If you have added your own \boot\grubfm\startup_menu.txt file, you can check for an expiry date. This would force the user to update their USB drive. Here is an example of how to test dates.
Check expiry date
You can add the lines below to check that an expiry date has not been met or exceeded. Change the value of LOWERDATE and UPPERDATE as required to set a valid range.
The code gets the current date in YYYYMMDD format into sdate.

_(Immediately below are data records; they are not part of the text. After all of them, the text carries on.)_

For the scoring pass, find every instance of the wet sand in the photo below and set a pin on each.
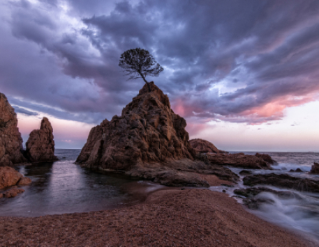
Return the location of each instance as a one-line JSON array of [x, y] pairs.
[[168, 217]]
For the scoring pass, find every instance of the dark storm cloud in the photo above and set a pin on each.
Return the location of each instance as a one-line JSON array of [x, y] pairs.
[[227, 60], [25, 111]]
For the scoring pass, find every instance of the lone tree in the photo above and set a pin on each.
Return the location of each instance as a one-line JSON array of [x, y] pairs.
[[138, 63]]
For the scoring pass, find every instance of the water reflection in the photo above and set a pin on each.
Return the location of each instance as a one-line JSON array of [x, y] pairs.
[[63, 187]]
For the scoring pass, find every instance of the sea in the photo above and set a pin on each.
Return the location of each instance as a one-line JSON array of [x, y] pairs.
[[65, 187]]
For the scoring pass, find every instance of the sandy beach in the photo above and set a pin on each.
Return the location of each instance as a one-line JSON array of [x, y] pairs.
[[168, 217]]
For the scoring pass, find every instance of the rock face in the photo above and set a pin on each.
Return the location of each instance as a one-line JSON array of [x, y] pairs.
[[237, 160], [10, 177], [315, 168], [284, 181], [40, 145], [203, 146], [10, 137], [148, 141]]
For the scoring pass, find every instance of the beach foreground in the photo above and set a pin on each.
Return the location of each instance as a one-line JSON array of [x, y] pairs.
[[169, 217]]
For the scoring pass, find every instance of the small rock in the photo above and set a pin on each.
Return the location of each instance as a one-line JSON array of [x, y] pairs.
[[13, 192], [24, 181]]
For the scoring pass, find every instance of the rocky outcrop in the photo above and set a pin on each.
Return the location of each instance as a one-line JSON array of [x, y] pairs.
[[10, 137], [203, 146], [284, 181], [148, 141], [40, 145], [315, 168], [253, 202], [12, 192], [236, 160], [267, 158], [10, 177]]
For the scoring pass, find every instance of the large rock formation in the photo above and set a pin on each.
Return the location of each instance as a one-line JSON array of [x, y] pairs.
[[150, 141], [315, 168], [10, 177], [10, 137], [284, 181], [203, 146], [40, 145]]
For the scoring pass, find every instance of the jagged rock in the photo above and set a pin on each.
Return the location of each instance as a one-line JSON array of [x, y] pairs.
[[245, 172], [203, 146], [315, 168], [283, 180], [267, 158], [40, 145], [10, 177], [10, 137], [13, 192], [237, 160], [149, 141]]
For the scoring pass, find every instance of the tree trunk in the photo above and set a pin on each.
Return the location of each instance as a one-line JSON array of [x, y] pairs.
[[148, 85]]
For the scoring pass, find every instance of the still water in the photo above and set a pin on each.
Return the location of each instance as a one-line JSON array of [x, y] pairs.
[[64, 187]]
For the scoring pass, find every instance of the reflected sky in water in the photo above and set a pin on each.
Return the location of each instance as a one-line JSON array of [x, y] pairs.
[[64, 187]]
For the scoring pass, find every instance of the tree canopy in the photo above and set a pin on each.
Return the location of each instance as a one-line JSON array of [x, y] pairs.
[[138, 63]]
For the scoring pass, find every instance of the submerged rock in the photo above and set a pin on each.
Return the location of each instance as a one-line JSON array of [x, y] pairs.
[[148, 141], [315, 168], [10, 137], [10, 177], [13, 192], [40, 145], [238, 160], [297, 170], [283, 180], [252, 201], [203, 146], [267, 158]]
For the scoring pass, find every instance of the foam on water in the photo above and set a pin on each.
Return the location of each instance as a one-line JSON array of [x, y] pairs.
[[300, 212]]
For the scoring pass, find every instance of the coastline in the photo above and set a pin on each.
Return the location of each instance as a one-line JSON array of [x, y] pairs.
[[167, 217]]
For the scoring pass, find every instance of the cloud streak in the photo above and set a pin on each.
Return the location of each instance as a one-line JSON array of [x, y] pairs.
[[236, 61]]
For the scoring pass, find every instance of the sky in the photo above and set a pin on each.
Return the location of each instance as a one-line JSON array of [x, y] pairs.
[[243, 73]]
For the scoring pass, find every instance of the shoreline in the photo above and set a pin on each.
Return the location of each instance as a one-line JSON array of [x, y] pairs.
[[167, 217]]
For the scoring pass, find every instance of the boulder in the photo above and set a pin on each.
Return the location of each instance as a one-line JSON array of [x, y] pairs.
[[245, 173], [315, 168], [40, 145], [147, 141], [203, 146], [9, 177], [237, 160], [253, 202], [24, 181], [284, 181], [267, 158], [13, 192], [10, 137]]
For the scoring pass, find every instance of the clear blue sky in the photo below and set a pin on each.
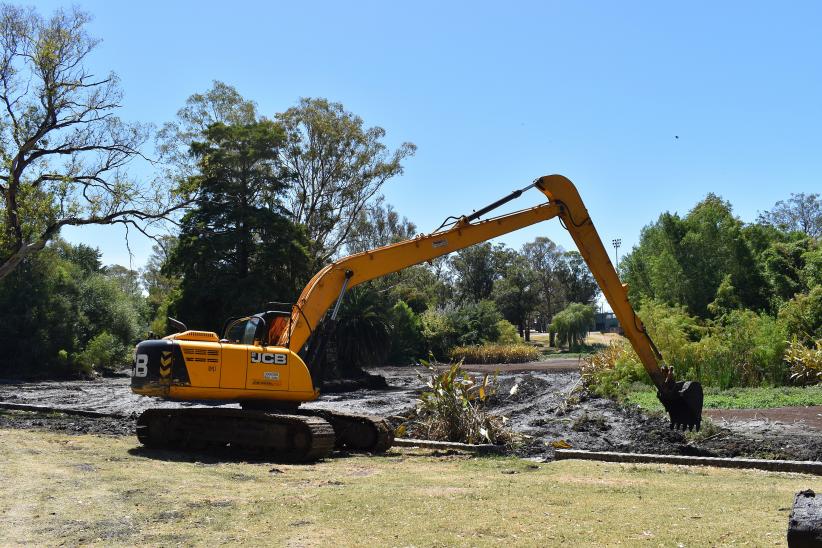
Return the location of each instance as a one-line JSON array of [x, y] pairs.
[[497, 94]]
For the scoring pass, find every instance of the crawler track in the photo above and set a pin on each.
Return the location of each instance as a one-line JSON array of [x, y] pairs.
[[356, 432], [292, 438]]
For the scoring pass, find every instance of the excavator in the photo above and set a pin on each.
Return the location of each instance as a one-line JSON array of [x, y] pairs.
[[271, 362]]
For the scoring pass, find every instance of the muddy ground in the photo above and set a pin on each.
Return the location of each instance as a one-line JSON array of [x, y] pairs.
[[545, 408]]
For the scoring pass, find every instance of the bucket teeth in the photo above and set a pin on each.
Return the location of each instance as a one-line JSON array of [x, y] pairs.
[[683, 401]]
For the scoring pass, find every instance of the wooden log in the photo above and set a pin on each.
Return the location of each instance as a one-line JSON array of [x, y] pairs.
[[805, 522]]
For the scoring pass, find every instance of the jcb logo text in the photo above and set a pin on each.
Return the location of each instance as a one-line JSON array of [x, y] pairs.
[[266, 357]]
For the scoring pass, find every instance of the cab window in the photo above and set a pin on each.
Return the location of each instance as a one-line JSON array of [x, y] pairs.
[[242, 331]]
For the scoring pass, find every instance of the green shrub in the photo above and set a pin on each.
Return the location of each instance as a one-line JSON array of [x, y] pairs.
[[103, 353], [741, 348], [453, 409], [805, 363], [508, 333], [495, 353], [406, 335], [474, 323], [436, 333], [803, 316]]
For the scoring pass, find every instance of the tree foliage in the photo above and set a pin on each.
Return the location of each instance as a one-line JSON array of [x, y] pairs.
[[64, 315], [335, 166], [572, 324], [476, 268], [801, 213], [376, 225], [64, 151], [237, 248], [686, 260], [517, 293]]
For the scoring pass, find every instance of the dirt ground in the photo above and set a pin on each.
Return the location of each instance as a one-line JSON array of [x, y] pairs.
[[544, 408], [89, 490]]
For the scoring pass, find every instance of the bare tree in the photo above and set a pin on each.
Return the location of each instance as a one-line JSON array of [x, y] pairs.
[[336, 166], [64, 151]]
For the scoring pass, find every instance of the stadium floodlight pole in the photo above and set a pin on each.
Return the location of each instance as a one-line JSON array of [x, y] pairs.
[[617, 242]]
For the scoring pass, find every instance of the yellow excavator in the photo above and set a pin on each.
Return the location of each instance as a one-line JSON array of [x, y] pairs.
[[271, 362]]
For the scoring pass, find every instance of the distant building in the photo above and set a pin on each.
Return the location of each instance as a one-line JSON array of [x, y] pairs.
[[606, 322]]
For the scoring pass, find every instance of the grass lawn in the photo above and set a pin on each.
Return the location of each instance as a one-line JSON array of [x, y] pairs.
[[594, 342], [739, 398], [86, 489]]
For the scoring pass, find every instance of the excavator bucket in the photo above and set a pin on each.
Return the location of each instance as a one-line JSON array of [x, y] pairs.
[[683, 402]]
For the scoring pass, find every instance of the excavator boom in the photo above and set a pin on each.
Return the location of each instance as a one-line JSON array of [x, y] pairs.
[[682, 400], [271, 362]]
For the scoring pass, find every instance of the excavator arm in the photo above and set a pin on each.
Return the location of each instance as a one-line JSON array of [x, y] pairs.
[[682, 400]]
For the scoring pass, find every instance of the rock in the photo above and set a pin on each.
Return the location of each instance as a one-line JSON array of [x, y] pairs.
[[805, 522]]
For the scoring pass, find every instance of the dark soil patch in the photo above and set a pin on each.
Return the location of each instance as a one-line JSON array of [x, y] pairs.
[[70, 424], [547, 408]]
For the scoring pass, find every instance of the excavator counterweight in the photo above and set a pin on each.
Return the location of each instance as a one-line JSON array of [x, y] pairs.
[[259, 361]]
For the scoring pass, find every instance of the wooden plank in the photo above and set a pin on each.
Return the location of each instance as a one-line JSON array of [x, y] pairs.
[[430, 444]]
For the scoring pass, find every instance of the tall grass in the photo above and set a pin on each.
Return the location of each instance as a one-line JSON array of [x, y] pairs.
[[453, 409], [495, 353]]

The regexp command is used to get the first 8 characters only.
It then compares that dates and reboots the system if the expiry date has been met or if the date is before or equal to the LOWERDATE. The LOWERDATE test helps to prevent the user from cheating by setting the RTC (Real Time Clock) to an earlier date.
This may be of use if you want to force the user to update the USB boot drive after a specific date (.e.g. example = expires Feb 01 - valid for any day in January).
# check date - reset if UPPERDATE (YYYYMMDD) is equal to or smaller than current dateset LOWERDATE=20201231
set UPPERDATE=20210201
unset now;date -s now;regexp -s sdate '(........)' "$now"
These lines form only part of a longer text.